Argentina: Macri’s popularity is on the wane domestically but not internationally

Polls in Argentina show that President Macri’s domestic popularity has waned significantly since his election in December from a peak of nearly 70% to 53% in April with negative impressions rising from 26% to nearly 43% in the same period.

This is undoubtedly due to the impact of Macri’s austerity measures and the resulting increase in the cost of living. Basic food stuffs have risen in price by nearly 30%. The cost of public transport within Buenos Aires has doubled and utility prices have also risen dramatically as subsidies have been withdrawn – increases of 600% in electricity prices, 500% in water bills, and 300% for gas have been quoted in the media – and over 12,000 public sector workers have been laid off. Inflation has soared to over 30%, resisting Government attempts to peg it at 20-25%. Macri has promised some palliative measures, such as VAT rebates on basic food goods for those on state welfare and retirees on the minimum pension but his new policies have been a shock to the system.

With 1.4 million people below the poverty line, according to Catholic University figures, it is not surprising that there has been social discontent. The unions called a protest march in Buenos Aires on 29 April in the run-up to Labour Day (1 May) which saw thousands come out onto the streets. The Argentine Senate has passed a bill banning further lay-offs of public sector workers and promising double compensation to those already sacked, which, if it also gets through the lower house, will force President Macri to use his veto.

The problem for President Macri is that his reforms for opening up Argentina’s economy to business investment may not have an immediate impact in creating new job opportunities. The IMF has predicted a reduction in Argentina’s economic growth rate to well under 1% for the rest of the year with growth rates rising only marginally in 2017. Yet, the Macri government’s refrain has been that ‘Argentina is open for business’ – and that has been the purpose in inviting international leaders from France, Italy, Spain and the US to visit, each with an entourage of prominent businessmen.
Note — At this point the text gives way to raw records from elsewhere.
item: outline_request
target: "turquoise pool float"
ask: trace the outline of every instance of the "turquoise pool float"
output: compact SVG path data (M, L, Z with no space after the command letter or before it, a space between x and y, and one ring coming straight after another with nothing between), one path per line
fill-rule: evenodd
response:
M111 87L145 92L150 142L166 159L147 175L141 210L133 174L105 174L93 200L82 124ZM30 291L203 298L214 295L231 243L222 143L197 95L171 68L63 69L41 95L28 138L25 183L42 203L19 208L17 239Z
Another problem is that Macri is pushing through his reforms during a period of global recession, with Argentina’s major trading partner, Brazil, suffering its worst recession since the great depression of the 1930s as well as political turmoil following the impeachment of President Rousseff, who is under investigation for corruption.

Macri has promised to bear down on corruption – and former President Cristina de Kirchner is under investigation on at least two separate counts. She had to appear in court in Buenos Aires in mid-April, when she addressed a crowd of her erstwhile supporters, accusing the government of a politically motivated attempt to weaken the leadership of the opposition. Macri was himself embarrassed when the so-called ‘Panama Papers’ revealed that he was on the board of two offshore companies, one registered in the Bahamas, the other in Panama, neither of which had he declared as Mayor of Buenos Aires or on election to the Presidency. Macri has dismissed any suggestion of wrong-doing in this.

So, in Argentina, President Macri is becoming increasingly unpopular as his economic reforms begin to bite; yet abroad he remains the golden boy. The resolution of the bonds dispute with the hold-out hedge funds has earned him brownie points in the international financial system, even though the country’s level of indebtedness to GDP remains deeply worrying – and he was able surprisingly easily to push the required legislation through Congress where he is without a majority. Domestically, it seems that people are still willing to believe his promise of an eventual economic turnaround through business regeneration – or is it because the opposition remains divided with Cristina de Kirchner still unpopular and with no obvious successor to her to lead a challenge to the Macri government?